The Hill reported yesterday that Senator Russ Feingold (D-Wis.) said that he would vote against advancing the Financial Reform legislation.
According to the article:
“As I have indicated for some time now, my test for the financial regulatory reform bill is whether it will prevent another crisis,” Feingold said in a statement. “The conference committee’s proposal fails that test and for that reason I will not vote to advance it.”
The bill does not include any reforms of Fannie Mae and Freddie Mac, which played a large part in creating the mortgage meltdown that began the recession.
This 2,000 page bill is another Congressional boondoggle. Because of its 2000 pages, no one has studied it closely, and there are some real questions about what its actual effect will be if it passes.
The Wall Street Journal reports today:
“And the late addition of a fee on banks and hedge funds to cover the cost of the legislation is roiling the few Republicans thought likely to vote for the package.”

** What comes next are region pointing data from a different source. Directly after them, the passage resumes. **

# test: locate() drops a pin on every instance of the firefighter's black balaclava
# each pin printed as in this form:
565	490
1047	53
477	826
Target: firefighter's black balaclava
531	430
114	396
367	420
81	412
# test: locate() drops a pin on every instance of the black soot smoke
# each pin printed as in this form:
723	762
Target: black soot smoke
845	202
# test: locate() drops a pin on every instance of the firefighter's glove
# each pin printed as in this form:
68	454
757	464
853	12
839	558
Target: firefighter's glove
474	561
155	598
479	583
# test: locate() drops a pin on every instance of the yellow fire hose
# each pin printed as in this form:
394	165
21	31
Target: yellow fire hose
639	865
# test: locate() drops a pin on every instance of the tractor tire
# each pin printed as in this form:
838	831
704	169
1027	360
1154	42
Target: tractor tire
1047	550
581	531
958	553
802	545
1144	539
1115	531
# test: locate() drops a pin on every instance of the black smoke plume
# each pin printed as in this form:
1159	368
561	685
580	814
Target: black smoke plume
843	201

This is another bill that should be scrapped, redone in 25 pages or less and voted on. Unless Fannie Mae and Freddie Mac are included in the bill, it will not seriously address financial reform. If past experience is our guide, when the government gets its hands off of Wall Street and the financial sector, things go much better for everyone. Part of the problem that led to the financial meltdown we have experienced was Congress interfering in the way banks made mortgage loans–the subprime mortgage market was created as a result of Congressional pressure to provide housing for low-income people. It was a noble goal, but the Congressional interference created problems no one ever dreamed of.